Paper No. 16
Presentation Time: 4:45 PM
KIRTLEY MATHER'S SOURCEBOOKS OF GEOLOGY 1400-1900 (1939) AND 1900-1950 (1967)
Sourcebooks provide bibliographical materials relating to many of the leading figures in the history of science and insights into how the individuals’ works were integrated into the discipline at the time of publication and thereafter. The Sourcebook series began in the 1920s among philosophers, historians, and scientists. According to Kennard Bork's biography (1994), Kirtley Mather (1888-1978) had been using historical materials in teaching geology at Harvard for some years before he was recruited to do the Sourcebook on Geology (1939) covering 1400 to 1900. His coeditor, Shirley Mason, a Houston oilman, had been a Mather student and was a full partner in the work. They canvassed about 125 colleagues for ideas on what to include, and selected 182 excerpts in the 702 page book. All entries were skillfully translated into English.
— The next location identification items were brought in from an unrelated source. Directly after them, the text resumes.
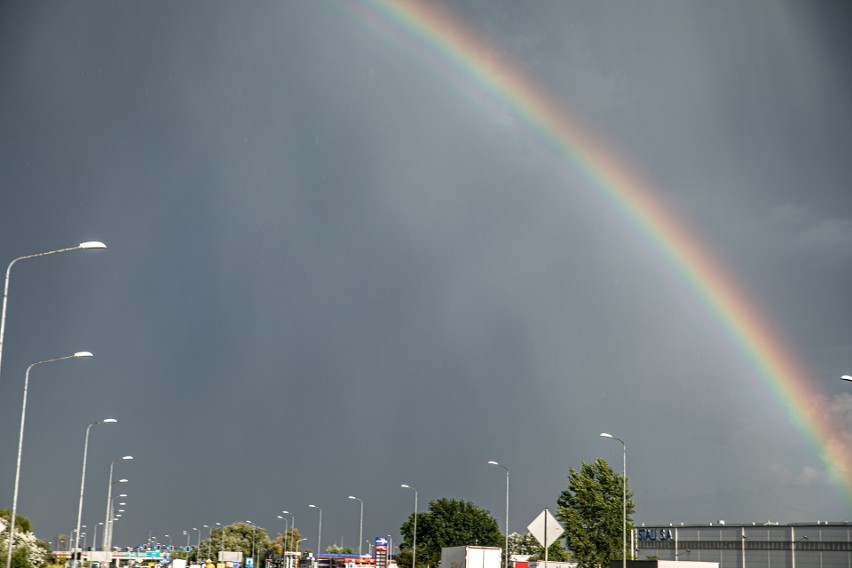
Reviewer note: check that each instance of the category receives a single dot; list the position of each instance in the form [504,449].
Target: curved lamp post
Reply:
[21,443]
[107,538]
[506,551]
[414,546]
[83,482]
[81,246]
[623,497]
[360,524]
[319,530]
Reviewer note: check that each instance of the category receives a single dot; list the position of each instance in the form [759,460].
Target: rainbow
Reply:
[470,65]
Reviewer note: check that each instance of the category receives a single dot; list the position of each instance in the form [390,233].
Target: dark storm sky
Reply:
[330,271]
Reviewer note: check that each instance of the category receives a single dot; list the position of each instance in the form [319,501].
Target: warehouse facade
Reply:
[800,545]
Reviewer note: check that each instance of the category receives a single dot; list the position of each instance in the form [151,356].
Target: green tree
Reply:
[28,551]
[21,523]
[237,537]
[448,522]
[291,538]
[590,510]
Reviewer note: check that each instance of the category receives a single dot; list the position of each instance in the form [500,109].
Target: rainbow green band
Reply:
[464,60]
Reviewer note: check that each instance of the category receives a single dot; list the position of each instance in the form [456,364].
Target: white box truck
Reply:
[471,557]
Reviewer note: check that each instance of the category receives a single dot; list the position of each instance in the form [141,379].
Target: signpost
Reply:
[546,530]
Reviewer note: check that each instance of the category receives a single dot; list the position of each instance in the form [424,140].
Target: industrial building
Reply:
[770,545]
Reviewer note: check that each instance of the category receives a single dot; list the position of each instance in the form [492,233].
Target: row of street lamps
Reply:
[89,245]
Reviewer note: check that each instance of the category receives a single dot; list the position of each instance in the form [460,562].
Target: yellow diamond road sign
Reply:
[546,529]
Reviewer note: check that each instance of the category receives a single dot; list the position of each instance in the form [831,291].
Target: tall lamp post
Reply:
[254,530]
[83,481]
[21,444]
[198,547]
[414,546]
[360,524]
[223,536]
[506,551]
[107,538]
[623,497]
[81,246]
[319,530]
[286,523]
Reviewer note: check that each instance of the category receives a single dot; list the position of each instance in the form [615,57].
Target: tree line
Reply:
[589,509]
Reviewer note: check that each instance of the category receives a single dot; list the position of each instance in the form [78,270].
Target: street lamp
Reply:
[360,524]
[81,246]
[209,537]
[83,481]
[253,532]
[107,538]
[285,531]
[506,551]
[414,547]
[623,497]
[95,540]
[21,443]
[319,530]
[223,536]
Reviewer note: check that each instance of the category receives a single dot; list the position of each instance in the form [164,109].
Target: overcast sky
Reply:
[331,270]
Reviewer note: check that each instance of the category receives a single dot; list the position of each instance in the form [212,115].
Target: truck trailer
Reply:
[471,557]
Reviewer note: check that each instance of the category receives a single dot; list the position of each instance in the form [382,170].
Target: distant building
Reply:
[800,545]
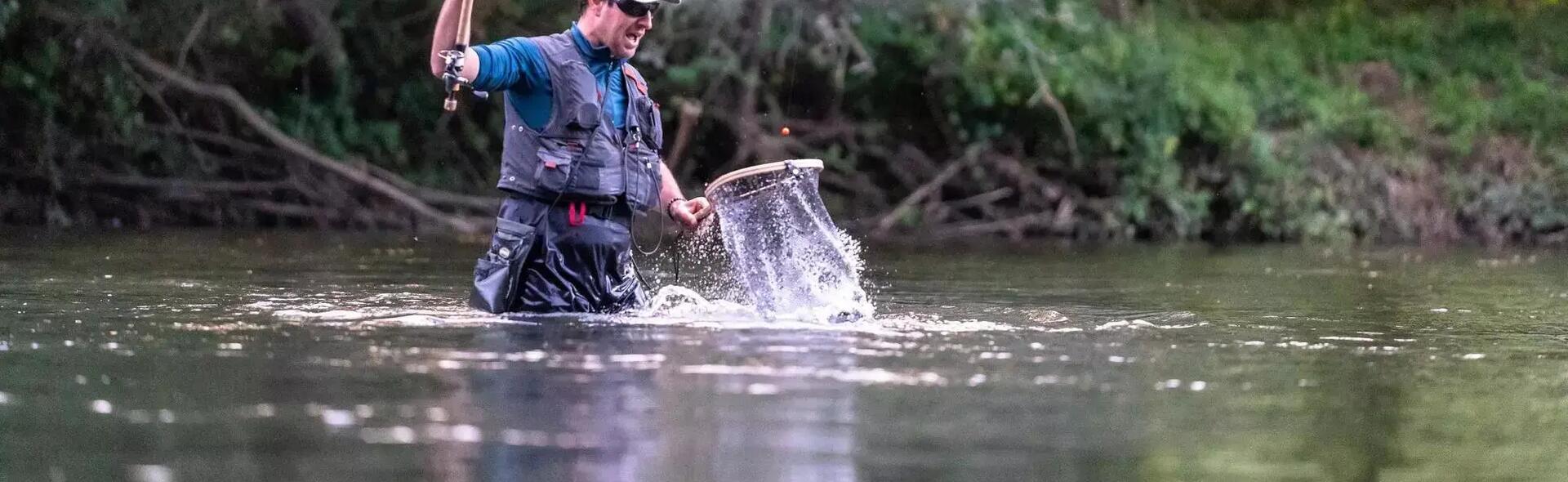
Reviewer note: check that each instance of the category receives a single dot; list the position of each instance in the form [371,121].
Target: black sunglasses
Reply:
[634,8]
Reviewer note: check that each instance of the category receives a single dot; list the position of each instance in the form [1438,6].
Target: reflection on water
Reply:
[226,357]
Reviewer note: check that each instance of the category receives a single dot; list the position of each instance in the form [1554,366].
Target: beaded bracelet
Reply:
[670,208]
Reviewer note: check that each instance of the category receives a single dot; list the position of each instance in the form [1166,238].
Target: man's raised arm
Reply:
[446,35]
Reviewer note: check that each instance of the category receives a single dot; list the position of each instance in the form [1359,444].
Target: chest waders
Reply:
[562,239]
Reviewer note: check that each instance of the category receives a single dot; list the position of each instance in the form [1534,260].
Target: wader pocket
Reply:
[499,274]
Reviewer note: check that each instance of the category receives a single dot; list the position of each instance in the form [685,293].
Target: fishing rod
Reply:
[455,57]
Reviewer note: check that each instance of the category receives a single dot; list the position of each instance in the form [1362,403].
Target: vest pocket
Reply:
[557,159]
[497,275]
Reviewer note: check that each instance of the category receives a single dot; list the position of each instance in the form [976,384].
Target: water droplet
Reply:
[151,473]
[337,418]
[466,434]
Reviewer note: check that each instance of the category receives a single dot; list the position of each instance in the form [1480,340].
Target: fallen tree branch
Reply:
[252,117]
[920,194]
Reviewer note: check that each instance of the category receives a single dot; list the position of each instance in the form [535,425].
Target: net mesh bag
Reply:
[783,247]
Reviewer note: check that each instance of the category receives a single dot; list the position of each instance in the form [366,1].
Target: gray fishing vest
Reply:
[581,153]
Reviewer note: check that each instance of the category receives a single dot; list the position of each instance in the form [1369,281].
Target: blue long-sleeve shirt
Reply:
[518,66]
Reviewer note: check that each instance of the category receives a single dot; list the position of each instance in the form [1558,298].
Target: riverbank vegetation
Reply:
[1218,120]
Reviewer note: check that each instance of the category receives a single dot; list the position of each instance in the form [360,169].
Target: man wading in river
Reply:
[581,159]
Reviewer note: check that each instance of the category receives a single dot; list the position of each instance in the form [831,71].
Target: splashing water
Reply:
[784,250]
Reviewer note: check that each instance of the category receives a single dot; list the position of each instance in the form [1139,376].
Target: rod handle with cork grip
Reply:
[455,57]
Bork argues that this book helped define the field of history of geology, although Mather and Mason cite Karl von Zittel's and other earlier histories as important too. The second Sourcebook in Geology, published in 1967 (435 pages), covered the period 1900-1950 and was Mather's alone, although he again solicited ideas from over 100 colleagues. This book was more problematic. It omitted paleontology, including the "modern synthesis" with genetics, at the insistence of the Sourcebook general editor. But Mather himself decided to slight continental drift. Wegener is mentioned only twice, and then only as citations in the works of others, once in connection with climate and a second with respect to Greenland. Mather did include excerpts from several papers that tangentially relate to drift, namely David Griggs' paper (1940) and Vening-Meinesz (1947) but he cites Arthur Holmes only in several footnotes and none with respect to Holmes’ early thoughts about mantle convection currents as a mechanism for continental drift. Following the period covered by the 1900-1950 Sourcebook, Mather did accept plate tectonics (per. com., K. Bork).